Roby Zomer, co-founder and managing director of MGC Pharma, said the new strategic direction would position it as a pure pharmaceutical company.
“2019 is shaping up to be a transformational year for MGC Pharma as we march towards commercialisation and this has been a very productive first quarter with key operational milestones being achieved,” he told Stockhead.
“Our decision to shift operations into two different divisions will allow the two sides of our business, research and development and seed-to-pharmacy manufacturing, to have sole focus, which will ensure we continue to develop innovative new products as well as manufacturing current medicinal cannabis products and get them into the hands of patients as soon as possible.”
“Our research and development division are making significant progress with new treatments across neurological, oncology and inflammatory bowel conditions,” Mr Zomer said.
“It is also working with RMIT University to develop better treatments for cancer, nanotechnology-based drug delivery and research into the combined treatment of traditional medicine and cannabinoid therapy. This is all going on in the background to our several clinical trials.”
RMIT University recently received crucial approval from the Australian Office of Drug Control (“ODC”) to possess and handle phytocannabinoids for research purposes, meaning MGC will be one of few Australian cannabis companies to benefit; officials were forced to apologise last year as it struggled to keep up with the rate of applications.
Meanwhile, recruitment for the company’s Phase IIb clinical trial for CogniCann, its treatment for patients aged 65 and over with mild dementia and Alzheimer’s, has commenced.

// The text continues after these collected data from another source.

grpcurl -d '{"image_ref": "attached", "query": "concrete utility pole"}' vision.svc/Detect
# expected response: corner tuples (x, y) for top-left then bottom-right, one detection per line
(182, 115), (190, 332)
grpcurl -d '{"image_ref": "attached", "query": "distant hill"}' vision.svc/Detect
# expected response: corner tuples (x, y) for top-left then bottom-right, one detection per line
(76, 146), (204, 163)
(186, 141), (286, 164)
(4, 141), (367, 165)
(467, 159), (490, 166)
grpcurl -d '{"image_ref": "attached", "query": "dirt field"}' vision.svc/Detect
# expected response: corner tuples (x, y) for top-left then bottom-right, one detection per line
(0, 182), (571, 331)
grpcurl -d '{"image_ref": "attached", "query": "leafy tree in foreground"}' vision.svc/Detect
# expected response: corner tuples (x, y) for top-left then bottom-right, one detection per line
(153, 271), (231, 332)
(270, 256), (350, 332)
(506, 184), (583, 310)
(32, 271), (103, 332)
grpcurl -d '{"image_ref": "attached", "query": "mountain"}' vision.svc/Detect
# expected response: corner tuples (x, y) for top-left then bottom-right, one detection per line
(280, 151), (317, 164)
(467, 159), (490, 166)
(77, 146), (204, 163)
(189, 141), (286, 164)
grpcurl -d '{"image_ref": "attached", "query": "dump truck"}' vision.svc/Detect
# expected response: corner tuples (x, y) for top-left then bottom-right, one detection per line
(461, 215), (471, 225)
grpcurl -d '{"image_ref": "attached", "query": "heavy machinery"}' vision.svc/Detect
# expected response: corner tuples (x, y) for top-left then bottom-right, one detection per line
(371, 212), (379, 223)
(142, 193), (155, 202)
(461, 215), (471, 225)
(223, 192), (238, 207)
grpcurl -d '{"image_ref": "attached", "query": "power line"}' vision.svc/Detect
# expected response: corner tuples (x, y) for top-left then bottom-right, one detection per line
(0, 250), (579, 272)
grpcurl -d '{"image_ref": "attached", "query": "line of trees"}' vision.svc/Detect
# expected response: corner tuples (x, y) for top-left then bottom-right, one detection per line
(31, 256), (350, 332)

That is alongside its Phase IIb Slovenian trial for CannEpil, its epilepsy treatment, as well as seven pre-clinical trials currently underway.
“Our seed-to-pharma division take our R&D division’s work and turns it into real-world products that are benefiting patients all over the globe,” Mr Zomer told Stockhead.
“With a facility already established in Slovenia and one to come in Malta, MGC Pharma will have significant land space in order to manufacture medicinal cannabis products more efficiently than ever before.”
The seed-to-pharmacy division’s job is to bring a series of phytocannabinoid based medicines to market that are specifically designed to treat a range of neurological, inflammatory and physiological disorders.
In order to support this the company has partnered with global pharmaceutical companies to generate global exposure within the sector, with its distribution network covering Europe, the United Kingdom, the Middle East, North Africa, Australia and New Zealand.